I know many Christians and conservatives won’t hear me because I was the same way about this topic and I had to figure it out for myself. But I am embarrassed by my ignorance even though I was trying to be fair and supportive and was trying to validate everyone but I was wrong. I support Black Lives Matter and peaceful protests except for the Coronavirus concern. I hope my story helps someone moving away from ignorance to validation and love over being “right.”

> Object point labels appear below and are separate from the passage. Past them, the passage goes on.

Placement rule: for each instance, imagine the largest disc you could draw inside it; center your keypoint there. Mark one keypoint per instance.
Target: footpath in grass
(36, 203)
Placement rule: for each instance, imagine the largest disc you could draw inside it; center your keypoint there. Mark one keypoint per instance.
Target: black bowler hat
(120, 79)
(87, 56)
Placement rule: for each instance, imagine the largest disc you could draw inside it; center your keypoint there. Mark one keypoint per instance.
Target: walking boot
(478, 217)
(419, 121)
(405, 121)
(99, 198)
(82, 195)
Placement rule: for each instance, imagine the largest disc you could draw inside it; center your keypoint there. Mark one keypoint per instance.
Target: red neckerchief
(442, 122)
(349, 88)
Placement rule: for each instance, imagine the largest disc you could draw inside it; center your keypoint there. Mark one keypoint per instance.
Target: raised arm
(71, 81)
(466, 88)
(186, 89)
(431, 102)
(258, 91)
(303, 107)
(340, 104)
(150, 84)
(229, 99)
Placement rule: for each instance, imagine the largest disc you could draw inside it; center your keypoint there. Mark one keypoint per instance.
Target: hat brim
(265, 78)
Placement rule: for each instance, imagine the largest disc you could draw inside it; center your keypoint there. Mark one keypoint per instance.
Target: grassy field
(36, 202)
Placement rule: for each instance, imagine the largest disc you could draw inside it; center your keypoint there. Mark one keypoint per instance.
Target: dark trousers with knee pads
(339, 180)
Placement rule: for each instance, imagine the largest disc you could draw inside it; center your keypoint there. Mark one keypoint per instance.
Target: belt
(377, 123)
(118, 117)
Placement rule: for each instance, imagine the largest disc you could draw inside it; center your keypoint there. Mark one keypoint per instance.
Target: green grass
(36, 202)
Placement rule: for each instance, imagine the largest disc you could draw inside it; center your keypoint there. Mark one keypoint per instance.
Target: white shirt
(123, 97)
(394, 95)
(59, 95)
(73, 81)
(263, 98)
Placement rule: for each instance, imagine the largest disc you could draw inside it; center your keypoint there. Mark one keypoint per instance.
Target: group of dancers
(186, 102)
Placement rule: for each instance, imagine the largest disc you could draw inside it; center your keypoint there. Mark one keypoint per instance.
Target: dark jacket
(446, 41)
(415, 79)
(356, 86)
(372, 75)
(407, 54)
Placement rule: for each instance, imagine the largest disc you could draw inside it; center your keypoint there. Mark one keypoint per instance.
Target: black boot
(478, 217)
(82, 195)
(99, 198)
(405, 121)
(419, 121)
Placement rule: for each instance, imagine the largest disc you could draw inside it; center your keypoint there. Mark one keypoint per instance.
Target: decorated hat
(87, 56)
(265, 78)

Our children are watching everything and need to be taught kindness and acceptance for all. There has also got to be a major change because most black families experience so much pain and violence in their lifetimes and parents of black children are even more likely to spank/hit and harshly punished because they fear that if they don’t teach strict obedience to authority that it could be their child that is murdered by a bad cop. But this spanking and hardship make the children more likely to act out and get into crime.
And while police lives also matter, it’s important to keep in mind that there are many good cops of all races and they don’t deserve to suffer. On the other hand, white cops need to remember that at the end of the shift, they are like everyone else. But black people still have to deal with the racism and can’t hide from it.
Please be safe and get tested for Covid-19 if you participate in the peaceful protests and quarantine yourself because we can’t make change can’t happen if we’re sick and in the hospital or dead.
May we strive for kindness and love and create this in our children. May peace, love, and light reign in our world!